Data published through OBIS must come from credible, authoritative sources. The scientists and institutions responsible for collecting and managing the data are clearly named. Before publication, the data must pass through a series of technical controls described below, and these are repeated every time the data may be crawled again from its source. Any errors, such as species name misspellings, names not recognised in OBIS, and possible mapping errors, are reported to the data provider to review, and if necessary, correct. Thus the next time the data are published they are more correct, and the source database quality is also improved. Data use is a very important way of finding actual and possible errors in data. Users may contact the data source directly or OBIS with such issues.
The OBIS Quality Control protocol is as follows:
- If the required data fields are not properly filled, notification will be sent to the Data Provider. No further action will be taken until the required fields are filled.
- If fields have questionable values, notification will be sent to Data Provider. These questionable values will be set as empty in the data published.
- Data located on land will be reported to the Data Provider but will not be deleted unless instructed by the Data Provider, because they may represent a species in an estuary or the centre point of a location. If a Data Provider changes the values, new values will show up after the next round of crawling.
- If species names cannot be (a) verified against known valid names in OBIS, or (b) to the OBIS taxonomic hierarchy, or (c) the World Register of Marine Species (WoRMS) the Data Provider will be notified so they can check they are current and correct. Names that can not be placed after checking with WoRMS and OBIS are, where possible, placed on the basis of other authoritative sources, such as the Catalogue of Life or ITIS. Some non-verified names may be assigned a position in the taxonomic hierarchy by virtue of their genus.

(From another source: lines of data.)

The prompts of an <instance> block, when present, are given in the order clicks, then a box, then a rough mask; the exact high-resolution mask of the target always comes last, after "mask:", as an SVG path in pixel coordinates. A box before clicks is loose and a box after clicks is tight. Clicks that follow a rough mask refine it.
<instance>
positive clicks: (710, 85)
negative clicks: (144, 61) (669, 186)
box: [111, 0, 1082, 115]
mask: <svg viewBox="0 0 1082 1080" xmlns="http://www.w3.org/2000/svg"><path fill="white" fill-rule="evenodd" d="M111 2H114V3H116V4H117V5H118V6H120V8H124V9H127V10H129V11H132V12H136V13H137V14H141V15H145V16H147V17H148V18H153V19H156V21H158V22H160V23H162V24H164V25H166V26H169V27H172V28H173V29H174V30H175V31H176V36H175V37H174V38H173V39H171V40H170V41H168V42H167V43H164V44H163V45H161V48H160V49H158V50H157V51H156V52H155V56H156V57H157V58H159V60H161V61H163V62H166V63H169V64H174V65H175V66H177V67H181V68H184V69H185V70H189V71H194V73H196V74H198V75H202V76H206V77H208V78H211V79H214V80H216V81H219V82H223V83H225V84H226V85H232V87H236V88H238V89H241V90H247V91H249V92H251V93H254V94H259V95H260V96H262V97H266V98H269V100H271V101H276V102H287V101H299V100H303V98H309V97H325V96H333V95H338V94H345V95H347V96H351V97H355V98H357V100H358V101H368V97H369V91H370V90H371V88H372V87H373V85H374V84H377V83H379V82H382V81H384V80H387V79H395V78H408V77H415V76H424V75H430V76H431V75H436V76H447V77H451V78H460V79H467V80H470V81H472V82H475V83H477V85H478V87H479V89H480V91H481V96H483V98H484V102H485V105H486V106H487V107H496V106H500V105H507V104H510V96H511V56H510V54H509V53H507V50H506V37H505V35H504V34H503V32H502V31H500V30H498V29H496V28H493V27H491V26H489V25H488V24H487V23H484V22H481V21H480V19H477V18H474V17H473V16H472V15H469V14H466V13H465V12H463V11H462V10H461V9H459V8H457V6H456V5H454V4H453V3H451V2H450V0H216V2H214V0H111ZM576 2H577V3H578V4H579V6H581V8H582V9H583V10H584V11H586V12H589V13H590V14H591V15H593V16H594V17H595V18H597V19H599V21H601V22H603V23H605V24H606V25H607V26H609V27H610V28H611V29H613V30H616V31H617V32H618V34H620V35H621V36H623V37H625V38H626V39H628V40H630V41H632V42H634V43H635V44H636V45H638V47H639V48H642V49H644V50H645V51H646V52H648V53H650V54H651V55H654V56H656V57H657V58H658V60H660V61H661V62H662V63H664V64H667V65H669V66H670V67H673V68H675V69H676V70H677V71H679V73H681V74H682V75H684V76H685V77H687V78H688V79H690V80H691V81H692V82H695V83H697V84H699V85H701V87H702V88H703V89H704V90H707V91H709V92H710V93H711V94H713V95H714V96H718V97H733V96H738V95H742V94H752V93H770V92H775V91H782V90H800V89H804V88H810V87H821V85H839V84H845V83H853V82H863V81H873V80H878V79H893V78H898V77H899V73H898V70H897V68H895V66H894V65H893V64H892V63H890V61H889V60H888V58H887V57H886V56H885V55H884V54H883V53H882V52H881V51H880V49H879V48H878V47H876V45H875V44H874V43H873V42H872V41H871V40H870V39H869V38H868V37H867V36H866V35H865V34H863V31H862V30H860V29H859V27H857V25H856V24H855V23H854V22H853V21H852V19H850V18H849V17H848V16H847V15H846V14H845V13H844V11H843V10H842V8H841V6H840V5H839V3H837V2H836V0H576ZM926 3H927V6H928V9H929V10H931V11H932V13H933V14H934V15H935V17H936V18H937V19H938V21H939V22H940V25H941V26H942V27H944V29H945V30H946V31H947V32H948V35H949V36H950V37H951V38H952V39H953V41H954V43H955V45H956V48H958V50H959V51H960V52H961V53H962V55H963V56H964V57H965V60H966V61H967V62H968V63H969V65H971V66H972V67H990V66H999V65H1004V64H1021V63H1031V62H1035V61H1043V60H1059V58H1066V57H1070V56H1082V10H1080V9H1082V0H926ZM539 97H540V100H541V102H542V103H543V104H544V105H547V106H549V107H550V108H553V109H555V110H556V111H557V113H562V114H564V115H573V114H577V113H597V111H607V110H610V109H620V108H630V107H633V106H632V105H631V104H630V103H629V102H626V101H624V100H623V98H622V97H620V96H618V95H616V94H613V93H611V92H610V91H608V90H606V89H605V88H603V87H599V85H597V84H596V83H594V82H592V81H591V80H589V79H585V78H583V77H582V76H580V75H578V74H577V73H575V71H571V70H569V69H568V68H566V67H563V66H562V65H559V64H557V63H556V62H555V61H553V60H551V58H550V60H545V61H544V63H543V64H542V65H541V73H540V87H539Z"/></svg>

- The portal staff will communicate with data providers to inform them of any problems and improve data quality. They will check that the data conforms to the metadata description of the dataset; i.e. it should have the correct number of records and species in the right geographic locations. After the data is transferred to the server from where it will be published online, a form email will be sent to the technical person and manager specified, detailing number of records obtained and missing records if applicable, time of next crawling, and any errors identified.